小説 | ナノ

act9 [ 57/218 ]


 久々に私は、家に篭ることにした。休養とは名ばかりで、彼女の心労を軽くするためだ。
 一日中家に居るのは珍しいのか、珱は朝からピッタリと私の傍から離れないでいた。
「珱、そんなにくっ付いていては字が書けないわ」
「うっ……はい」
 しょんぼりと肩を落とす珱に、私は彼女の頭を軽く撫でた。
 構って欲しいのだと体現する珱を放ったらかしにしていた罪悪感もあり、私は筆を置いて彼女に向かって手を伸ばした。
「珱、おいで」
「姉様〜
 ポフンと胸の中に飛びつきゴロゴロと懐く彼女は、まるで猫の子のようだ。
「藍様は、珱姫を甘やかし過ぎです」
「良いじゃない白雪。こうやって甘える場所がないと、心が疲れてしまうわ」
 白雪と呼ばれた真っ白な狐は、胡乱気に珱を睨みつけている。不老長寿の神の眷属である御先稲荷の狐だ。
 縁あって藍が怪我をしている白雪を介抱して以来、彼女は恩を返すまでは傍にいると言って聞かないので珱の護衛を頼んでいた。
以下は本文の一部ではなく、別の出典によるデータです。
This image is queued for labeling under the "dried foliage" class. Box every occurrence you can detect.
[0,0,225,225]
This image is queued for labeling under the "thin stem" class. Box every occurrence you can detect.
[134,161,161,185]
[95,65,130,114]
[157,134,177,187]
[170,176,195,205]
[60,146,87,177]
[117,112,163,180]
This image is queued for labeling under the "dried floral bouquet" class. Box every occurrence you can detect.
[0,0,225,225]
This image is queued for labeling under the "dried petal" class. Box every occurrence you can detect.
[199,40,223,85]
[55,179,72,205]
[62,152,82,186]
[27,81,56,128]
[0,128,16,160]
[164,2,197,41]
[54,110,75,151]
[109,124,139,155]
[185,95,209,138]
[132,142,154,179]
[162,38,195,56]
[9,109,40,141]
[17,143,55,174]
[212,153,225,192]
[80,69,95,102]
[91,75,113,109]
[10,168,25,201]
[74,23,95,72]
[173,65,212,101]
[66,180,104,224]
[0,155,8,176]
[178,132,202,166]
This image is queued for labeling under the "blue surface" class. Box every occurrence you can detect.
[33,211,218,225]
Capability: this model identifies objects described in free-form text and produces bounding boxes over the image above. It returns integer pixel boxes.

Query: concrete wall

「姉様も休んで下さいませ。こうして一緒に居れるのは嬉しゅう御座います。されど、最近の姉様は浮かない顔をしていらっしゃいます。何か悩み事があるのではありませんか?」
 わが妹ながら鋭い。妹が恋敵だと言えるはずもなく、私は曖昧に言葉を濁した。
「悩みがないわけではないけど、そんなに深刻なものではないわ」
「浮かない顔をしている姉様を見ているのは辛いです。相談もして頂けないほど、私は頼りありませんか?」
 ブワッと目に涙の膜ができ、私はギョッとする。助けてと白雪の方を見ると、彼女はツンッとそっぽ向いていた。薄情な!
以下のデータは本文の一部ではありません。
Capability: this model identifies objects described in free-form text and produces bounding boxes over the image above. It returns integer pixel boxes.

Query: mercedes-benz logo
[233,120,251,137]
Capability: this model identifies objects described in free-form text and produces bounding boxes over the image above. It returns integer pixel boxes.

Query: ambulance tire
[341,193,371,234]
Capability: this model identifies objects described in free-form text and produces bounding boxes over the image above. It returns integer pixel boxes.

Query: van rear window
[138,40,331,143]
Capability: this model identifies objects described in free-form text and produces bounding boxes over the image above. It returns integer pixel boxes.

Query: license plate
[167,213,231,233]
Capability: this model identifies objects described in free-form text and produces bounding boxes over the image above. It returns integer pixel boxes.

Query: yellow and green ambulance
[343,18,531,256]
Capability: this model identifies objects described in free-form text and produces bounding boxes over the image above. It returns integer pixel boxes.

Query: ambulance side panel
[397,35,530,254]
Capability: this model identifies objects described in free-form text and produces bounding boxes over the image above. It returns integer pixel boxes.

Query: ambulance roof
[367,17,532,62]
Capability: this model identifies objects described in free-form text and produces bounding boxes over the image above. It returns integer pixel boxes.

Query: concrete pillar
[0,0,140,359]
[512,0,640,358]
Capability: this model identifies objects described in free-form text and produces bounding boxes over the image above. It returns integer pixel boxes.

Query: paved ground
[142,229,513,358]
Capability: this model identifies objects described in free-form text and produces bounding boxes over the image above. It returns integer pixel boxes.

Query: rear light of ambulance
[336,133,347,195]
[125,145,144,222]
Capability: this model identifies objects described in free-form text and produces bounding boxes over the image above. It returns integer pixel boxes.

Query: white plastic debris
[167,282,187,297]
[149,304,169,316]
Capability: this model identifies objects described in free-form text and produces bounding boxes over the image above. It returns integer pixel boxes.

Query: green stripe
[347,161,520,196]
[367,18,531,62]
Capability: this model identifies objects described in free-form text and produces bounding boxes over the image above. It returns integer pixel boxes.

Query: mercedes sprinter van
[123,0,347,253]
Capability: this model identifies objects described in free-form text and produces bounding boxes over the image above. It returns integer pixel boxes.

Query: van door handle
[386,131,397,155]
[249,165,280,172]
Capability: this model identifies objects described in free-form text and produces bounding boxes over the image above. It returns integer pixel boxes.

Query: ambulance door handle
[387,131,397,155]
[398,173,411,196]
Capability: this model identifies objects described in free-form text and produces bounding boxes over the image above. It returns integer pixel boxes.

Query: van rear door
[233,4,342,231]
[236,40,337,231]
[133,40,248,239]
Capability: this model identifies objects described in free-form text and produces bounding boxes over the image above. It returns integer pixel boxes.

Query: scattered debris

「そうじゃなくて、その……恋愛関係のことで色々とあるのよ」
「お姉様に好きな方が出来た……」
 一番納得してくれそうな言葉を選んだつもりが逆効果だった。
 珱の目からは、滝のように流れる涙。唇を震わせたかと思うと、彼女は絶叫した。
「嫌です! お姉様は、私のお姉様です。どこの馬の骨ともしれぬ輩に渡したくありません」
「珱姫、そこは祝福するものです。患者ば……他人を優先する藍様が、漸く自分のために悩んでおられるのですよ」
 今、白雪は患者馬鹿と言おうとしたに違いない。慌てて丁寧な言葉に言い換える彼女を睨みつけるが、逆に『本当のことじゃありませんか』と視線だけで返された。
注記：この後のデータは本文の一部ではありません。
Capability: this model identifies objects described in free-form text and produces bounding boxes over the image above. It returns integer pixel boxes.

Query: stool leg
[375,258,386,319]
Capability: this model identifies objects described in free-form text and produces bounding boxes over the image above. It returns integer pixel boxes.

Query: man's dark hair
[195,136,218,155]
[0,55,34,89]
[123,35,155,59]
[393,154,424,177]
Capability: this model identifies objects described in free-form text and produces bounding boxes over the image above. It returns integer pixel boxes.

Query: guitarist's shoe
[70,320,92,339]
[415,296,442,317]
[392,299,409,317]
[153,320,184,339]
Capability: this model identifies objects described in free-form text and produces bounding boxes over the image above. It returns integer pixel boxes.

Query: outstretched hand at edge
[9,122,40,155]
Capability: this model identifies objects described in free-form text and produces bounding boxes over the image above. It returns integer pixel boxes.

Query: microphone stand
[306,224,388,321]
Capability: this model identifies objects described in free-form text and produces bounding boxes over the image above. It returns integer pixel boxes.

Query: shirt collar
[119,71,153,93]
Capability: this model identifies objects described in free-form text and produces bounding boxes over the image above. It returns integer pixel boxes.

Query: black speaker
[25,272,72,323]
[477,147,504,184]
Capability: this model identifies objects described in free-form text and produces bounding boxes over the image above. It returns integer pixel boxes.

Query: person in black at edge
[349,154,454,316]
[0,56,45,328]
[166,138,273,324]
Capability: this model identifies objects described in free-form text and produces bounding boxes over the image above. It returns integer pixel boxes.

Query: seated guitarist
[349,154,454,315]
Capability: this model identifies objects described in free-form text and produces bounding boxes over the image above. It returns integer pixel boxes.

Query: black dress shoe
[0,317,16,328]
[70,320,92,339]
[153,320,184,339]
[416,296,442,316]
「私を置いて嫁いで行かれるのを想像するだけで泣けます。というか泣きます」
「実際に泣いてますね」
 サクッと白雪が突っ込みを入れると、珱はうわ〜んと大声を上げて泣き出した。
「白雪、珱をからかわないの! 珱もいい子だから泣かない。好きな人が出来たとしても、私にとって珱が一番大切なの。貴女を置いてお嫁に行かないわ」
「じゃあ、ずっと傍に居てくれますか?」
「珱が、お嫁に行くまでは傍にいるわ」
「珱は、お嫁になど行きません。お嫁に行くぐらいなら、姉様の旦那様になります!」
「なに阿呆な事を仰ってるんですか。貴女も藍様も女人でしょうに。藍様、珱姫の教育方針間違ってますわ。常識を一から叩き込むことをお勧め致します」
 キッパリと宣言した珱を微笑ましく思っていたのは私だけで、白雪からは痛烈な突っ込みがすかさず入り泣きを入れたのは直ぐのこと。


 珱姫に貢がれた品を検分していると、お香が出てきた。玉手箱に中に入っていたのは、綺麗な胡蝶が描かれた香立てと数本のお香。
「二束三文にもならないわね」
 着物や簪の方が売れるのだが、香となればお金にすら返られない。買手が居ないのだ。
「姉様、こちらは終りましたわ」
「そう、ありがとう。こっちは、もう少しってところね」
「あら、その手にしてるのはお香ですか?」
 ヒョイと手の中にある香を見つめていた珱が、クンッと匂いを嗅ぎ顔を顰めた。
「私、その香は好きません」
「勿体無い。いい香りなのに……。捨てるなら、私が使っても良い? もちろん、この屋敷では使わないわ」
 甘酸っぱい仄かな香りが鼻腔を擽る。珱が嫌いだと言った香りを屋敷で焚くつもりはない。寺の仮眠室なら誰も文句は言わないだろう。
「私に断りを入れなくとも、ここにあるものは全てお姉様のものです。好きにして頂いて良いんです」
「あははは……」
 珱宛の贈り物を私に貢ぐ彼女にどう言葉をかけたら良いのか思いつかず乾いた笑みを浮かべるしかなかった。
「もうひと頑張りして、近々商いに買って貰いましょう」
「ええ、そうですね」
 私は、珱と共に貢物の餞別を再開したのだった。